Wednesday, October 01, 2014

Manobra para desviar atenção


Pedro J. Bondaczuk


A população norte-americana, que desde quinta-feira tem saído às ruas de várias cidades do país para protestar contra o envio de tropas para Honduras, bem como os políticos que se opõem à medida e ponderável parte da opinião pública, argumentam, para fundamentar sua atitude, com a possibilidade de ser criado um novo Vietnã na América Central, bem no quintal dos Estados Unidos.

Exageros a parte, ficou claro, no entanto, que o presidente Ronald Reagan usou, mais uma vez, os sandinistas para desviar as atenções gerais de algo que ele não quer que adquira repercussão em demasia. É que o escândalo “Irã-contras” ganha, a partir desta semana, foros de dramaticidade, com o julgamento, por parte de um grande júri federal, de suas principais personagens.

Desta feita, não tenham dúvidas, o tenente-coronel Oliver North não vai poder usar seus dotes de ator e, em arroubos de demagogia, conquistar a opinião pública, posando de herói nacional, como fez em julho do ano passado, quando prestou depoimentos perante as comissões mistas do Congresso que investigavam o caso.

Agora ele, o ex-chefe do Conselho de Segurança Nacional, John Poindexter; o general reformado da Força Aérea, Richard Secord e o comerciante de armas, Albert Hakim, vão responder a processo criminal, com possibilidades de pegarem longas penas de prisão em caso de serem condenados. 

É claro que seus respectivos advogados de defesa os orientaram para que livrassem a própria pele e não protegessem ninguém. O presidente Reagan permanecerá a salvo, mais uma vez, já que os réus disseram, sob juramento, durante o inquérito, que o mandatário não tinha nada a ver com os delitos.

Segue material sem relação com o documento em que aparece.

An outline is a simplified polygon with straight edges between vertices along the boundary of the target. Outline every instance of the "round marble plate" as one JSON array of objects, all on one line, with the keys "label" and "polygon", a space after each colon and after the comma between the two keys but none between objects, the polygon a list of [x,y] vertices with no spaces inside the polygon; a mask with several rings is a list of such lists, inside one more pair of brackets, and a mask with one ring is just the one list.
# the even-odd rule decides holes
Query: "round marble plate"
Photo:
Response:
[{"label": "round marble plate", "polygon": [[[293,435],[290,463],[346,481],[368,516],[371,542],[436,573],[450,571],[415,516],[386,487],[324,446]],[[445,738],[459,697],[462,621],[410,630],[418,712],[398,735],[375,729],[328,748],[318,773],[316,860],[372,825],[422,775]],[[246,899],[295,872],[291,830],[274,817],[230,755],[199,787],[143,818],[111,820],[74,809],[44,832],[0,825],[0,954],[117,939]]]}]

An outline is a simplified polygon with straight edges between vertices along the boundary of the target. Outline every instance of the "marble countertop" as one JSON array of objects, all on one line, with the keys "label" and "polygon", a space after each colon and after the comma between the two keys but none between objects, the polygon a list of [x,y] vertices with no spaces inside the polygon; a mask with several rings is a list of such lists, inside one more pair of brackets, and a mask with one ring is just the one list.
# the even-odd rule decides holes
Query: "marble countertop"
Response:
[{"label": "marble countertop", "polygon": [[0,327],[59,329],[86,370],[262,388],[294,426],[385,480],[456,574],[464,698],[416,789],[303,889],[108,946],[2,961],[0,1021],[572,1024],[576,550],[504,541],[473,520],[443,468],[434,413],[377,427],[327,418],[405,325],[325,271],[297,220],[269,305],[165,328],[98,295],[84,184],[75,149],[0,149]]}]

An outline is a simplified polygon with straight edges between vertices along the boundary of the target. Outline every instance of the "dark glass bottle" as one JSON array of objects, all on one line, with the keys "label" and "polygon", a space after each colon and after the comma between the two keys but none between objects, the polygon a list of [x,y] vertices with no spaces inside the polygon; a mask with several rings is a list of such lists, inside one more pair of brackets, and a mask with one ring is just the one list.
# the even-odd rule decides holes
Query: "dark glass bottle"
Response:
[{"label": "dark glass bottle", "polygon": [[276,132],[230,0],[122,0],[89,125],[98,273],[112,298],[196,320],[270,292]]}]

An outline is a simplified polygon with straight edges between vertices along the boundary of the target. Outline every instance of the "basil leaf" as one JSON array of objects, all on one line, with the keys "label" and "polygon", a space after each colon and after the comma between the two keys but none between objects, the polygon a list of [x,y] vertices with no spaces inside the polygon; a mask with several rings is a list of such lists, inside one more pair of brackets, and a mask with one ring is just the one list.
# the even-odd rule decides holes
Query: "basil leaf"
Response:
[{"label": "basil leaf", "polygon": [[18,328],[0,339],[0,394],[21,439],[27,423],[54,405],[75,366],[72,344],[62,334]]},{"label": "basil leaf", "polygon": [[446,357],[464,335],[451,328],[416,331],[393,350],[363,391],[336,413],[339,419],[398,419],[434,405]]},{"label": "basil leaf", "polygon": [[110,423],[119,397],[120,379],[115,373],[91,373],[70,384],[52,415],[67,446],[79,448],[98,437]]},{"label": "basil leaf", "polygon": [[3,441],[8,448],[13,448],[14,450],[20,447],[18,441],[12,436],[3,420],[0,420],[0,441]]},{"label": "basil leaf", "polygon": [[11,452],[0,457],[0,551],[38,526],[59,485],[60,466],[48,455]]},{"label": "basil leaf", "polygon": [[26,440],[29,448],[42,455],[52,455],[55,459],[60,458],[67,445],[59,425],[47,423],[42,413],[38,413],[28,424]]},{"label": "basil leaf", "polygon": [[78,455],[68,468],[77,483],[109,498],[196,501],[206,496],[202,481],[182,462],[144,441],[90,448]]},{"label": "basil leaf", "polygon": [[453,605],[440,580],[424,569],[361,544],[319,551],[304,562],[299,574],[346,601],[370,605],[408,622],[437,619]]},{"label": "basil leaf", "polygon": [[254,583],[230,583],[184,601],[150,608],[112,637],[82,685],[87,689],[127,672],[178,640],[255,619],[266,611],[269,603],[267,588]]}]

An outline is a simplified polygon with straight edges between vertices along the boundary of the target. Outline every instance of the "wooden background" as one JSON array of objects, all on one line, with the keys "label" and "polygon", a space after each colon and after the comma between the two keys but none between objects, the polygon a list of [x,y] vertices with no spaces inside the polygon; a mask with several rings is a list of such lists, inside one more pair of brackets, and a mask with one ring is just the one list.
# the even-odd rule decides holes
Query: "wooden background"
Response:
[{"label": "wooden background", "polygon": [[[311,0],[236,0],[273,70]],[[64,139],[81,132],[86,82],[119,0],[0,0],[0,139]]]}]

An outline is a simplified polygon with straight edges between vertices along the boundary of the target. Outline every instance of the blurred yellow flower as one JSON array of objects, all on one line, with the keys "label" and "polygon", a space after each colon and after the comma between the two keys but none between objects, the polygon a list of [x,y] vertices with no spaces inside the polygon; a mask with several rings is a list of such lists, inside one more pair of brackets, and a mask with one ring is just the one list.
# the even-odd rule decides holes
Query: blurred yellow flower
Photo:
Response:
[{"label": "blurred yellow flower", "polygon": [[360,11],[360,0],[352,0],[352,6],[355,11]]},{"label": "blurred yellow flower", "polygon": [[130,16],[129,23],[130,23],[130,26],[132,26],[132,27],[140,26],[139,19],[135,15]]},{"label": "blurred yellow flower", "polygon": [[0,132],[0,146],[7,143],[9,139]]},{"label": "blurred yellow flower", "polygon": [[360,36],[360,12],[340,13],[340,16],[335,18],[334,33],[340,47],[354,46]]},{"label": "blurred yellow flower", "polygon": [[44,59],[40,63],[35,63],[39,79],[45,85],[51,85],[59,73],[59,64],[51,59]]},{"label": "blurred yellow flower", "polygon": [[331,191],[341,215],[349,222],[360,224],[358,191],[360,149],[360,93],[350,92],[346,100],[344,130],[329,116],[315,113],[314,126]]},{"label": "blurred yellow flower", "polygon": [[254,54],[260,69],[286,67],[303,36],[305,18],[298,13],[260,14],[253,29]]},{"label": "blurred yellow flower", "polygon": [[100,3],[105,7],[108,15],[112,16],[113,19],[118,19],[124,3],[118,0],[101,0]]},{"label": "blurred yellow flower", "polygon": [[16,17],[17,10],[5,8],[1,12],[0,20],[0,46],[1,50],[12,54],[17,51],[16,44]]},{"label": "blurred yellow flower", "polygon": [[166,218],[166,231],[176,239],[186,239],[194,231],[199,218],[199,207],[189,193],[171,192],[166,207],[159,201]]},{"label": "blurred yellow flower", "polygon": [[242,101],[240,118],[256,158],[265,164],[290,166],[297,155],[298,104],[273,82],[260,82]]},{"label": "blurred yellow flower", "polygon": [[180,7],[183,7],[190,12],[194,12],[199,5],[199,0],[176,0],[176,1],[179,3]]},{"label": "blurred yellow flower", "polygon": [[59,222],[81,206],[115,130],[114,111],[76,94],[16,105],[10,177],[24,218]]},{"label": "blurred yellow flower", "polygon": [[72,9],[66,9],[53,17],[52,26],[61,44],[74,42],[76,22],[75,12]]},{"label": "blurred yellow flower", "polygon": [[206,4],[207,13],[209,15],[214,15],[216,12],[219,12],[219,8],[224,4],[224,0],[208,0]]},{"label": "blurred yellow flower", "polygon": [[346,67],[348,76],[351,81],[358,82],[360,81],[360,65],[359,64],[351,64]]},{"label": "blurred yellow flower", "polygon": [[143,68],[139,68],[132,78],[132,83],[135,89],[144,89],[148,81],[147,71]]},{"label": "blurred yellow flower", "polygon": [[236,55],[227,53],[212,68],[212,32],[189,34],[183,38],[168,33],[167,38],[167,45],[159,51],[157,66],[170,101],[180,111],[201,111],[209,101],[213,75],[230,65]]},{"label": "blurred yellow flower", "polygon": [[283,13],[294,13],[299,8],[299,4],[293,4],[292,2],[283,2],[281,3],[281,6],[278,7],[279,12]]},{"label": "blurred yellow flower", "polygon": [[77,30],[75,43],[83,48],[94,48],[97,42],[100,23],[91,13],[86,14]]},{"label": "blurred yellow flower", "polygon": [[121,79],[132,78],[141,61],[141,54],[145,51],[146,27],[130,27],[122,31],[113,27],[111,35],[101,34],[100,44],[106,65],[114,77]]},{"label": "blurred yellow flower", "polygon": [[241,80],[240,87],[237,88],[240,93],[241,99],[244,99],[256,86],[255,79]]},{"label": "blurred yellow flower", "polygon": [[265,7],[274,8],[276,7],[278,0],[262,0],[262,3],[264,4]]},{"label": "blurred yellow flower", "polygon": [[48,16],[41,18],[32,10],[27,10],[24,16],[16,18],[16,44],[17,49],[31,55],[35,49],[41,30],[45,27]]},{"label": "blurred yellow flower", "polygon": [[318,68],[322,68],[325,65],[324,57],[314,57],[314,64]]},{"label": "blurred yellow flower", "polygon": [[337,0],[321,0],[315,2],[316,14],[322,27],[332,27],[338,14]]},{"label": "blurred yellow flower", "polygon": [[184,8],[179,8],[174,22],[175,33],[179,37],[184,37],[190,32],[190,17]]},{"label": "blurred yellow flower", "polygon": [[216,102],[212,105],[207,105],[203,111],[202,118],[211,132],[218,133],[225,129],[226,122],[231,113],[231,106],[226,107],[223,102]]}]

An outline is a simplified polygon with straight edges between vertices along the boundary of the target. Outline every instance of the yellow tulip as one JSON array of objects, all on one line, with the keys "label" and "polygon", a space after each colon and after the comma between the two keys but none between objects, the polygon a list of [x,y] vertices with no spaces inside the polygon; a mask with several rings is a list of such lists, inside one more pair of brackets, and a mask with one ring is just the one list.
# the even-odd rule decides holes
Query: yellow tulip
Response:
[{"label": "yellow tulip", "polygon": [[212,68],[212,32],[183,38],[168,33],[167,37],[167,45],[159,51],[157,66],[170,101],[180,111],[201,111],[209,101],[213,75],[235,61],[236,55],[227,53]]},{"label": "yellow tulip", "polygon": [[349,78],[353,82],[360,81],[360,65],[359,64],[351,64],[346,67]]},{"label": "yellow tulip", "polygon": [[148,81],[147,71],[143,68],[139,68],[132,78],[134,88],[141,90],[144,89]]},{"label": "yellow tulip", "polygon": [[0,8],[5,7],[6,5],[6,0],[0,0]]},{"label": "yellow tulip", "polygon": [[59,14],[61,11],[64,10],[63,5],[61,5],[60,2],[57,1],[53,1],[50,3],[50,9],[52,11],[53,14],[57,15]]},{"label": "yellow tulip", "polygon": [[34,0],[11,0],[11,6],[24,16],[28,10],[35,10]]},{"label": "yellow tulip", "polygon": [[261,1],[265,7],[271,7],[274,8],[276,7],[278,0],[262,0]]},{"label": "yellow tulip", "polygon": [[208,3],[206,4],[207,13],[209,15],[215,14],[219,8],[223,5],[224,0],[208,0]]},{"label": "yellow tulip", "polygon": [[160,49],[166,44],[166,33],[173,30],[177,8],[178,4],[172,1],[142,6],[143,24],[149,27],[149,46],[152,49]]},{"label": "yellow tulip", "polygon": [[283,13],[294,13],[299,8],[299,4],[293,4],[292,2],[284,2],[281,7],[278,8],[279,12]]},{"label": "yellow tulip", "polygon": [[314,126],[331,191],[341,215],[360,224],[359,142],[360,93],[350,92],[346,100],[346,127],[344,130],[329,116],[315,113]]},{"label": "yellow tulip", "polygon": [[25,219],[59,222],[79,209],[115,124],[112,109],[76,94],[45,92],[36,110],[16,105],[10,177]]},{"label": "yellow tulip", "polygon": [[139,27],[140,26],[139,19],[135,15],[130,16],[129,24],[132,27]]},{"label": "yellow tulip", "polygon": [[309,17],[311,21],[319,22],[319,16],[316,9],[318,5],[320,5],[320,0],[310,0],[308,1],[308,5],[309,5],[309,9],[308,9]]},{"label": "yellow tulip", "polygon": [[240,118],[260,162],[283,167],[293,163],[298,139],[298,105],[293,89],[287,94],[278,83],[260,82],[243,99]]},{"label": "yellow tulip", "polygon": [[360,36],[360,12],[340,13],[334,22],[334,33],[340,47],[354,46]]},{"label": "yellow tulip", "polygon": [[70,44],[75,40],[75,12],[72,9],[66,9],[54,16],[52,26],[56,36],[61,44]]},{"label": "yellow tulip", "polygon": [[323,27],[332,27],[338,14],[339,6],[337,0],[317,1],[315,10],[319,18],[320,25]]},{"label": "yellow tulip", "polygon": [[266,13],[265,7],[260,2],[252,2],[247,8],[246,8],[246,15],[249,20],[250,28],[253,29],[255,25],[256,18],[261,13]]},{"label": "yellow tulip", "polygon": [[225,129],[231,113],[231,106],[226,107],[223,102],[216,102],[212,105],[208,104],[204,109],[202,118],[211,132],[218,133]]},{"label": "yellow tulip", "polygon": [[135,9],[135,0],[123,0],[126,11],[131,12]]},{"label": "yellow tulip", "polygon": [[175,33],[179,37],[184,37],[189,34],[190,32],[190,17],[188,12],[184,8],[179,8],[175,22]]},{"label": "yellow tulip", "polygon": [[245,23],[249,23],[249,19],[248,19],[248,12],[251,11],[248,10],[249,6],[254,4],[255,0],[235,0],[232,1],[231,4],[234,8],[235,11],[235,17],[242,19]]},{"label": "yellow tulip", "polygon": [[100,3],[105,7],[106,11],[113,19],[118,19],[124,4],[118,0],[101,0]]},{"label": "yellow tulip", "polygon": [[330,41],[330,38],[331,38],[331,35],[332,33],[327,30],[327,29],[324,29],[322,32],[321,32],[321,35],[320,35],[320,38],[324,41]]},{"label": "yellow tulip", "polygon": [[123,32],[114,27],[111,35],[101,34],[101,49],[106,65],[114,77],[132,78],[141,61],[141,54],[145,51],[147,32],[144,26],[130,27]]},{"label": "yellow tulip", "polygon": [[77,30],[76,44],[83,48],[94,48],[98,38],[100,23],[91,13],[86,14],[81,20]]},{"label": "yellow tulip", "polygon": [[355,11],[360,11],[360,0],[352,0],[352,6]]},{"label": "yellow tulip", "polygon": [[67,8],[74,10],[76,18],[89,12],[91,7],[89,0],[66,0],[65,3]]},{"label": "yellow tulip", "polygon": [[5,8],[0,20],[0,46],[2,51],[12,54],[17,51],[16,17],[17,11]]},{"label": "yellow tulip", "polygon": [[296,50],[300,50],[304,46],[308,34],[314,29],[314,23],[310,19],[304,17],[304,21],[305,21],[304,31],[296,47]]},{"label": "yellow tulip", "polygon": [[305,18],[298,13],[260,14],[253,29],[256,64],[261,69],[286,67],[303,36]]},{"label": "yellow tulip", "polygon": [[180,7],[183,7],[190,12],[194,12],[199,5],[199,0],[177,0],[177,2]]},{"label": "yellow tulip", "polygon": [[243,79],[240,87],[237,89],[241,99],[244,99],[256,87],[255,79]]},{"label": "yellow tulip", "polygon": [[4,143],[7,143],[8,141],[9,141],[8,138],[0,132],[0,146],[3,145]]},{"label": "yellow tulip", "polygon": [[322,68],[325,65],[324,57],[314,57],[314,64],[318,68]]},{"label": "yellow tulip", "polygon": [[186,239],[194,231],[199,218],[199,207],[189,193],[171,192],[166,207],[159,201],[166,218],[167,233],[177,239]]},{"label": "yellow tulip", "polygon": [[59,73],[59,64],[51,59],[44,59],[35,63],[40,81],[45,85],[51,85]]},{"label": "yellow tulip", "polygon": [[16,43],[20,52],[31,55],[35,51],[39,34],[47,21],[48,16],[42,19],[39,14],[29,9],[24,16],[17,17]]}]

Se mudarem agora o que afirmaram anteriormente, estarão cometendo novo crime: o de perjúrio. E, com certeza, não irão se atrever a se arriscar tanto. Todavia, uma outra figura muito importante no momento, por ter chances reais de vir a ser o novo ocupante da Casa Branca a partir do próximo ano, o vice-presidente George Bush, vai estar na berlinda.

Toda a bateria de acusações estará voltada contra ele. Os democratas, por outro lado, que não conseguem se definir sobre um candidato para as eleições de novembro próximo, vão fazer o possível e o impossível para envolver o nome mais em evidência, no momento, dos republicanos, no escândalo.

Irão mover céus e terra para encontrar o mínimo deslize do oponente, para mostrar à opinião pública porque ele não deve ser eleito. Reagan, portanto, tinha que criar uma nova manchete nos órgãos de comunicação do mundo todo. E nada melhor para isso do que a surrada crise centro-americana. Só que desta vez, com o presidente em final de mandato, o tiro pode sair pela culatra. É aguardar para ver.  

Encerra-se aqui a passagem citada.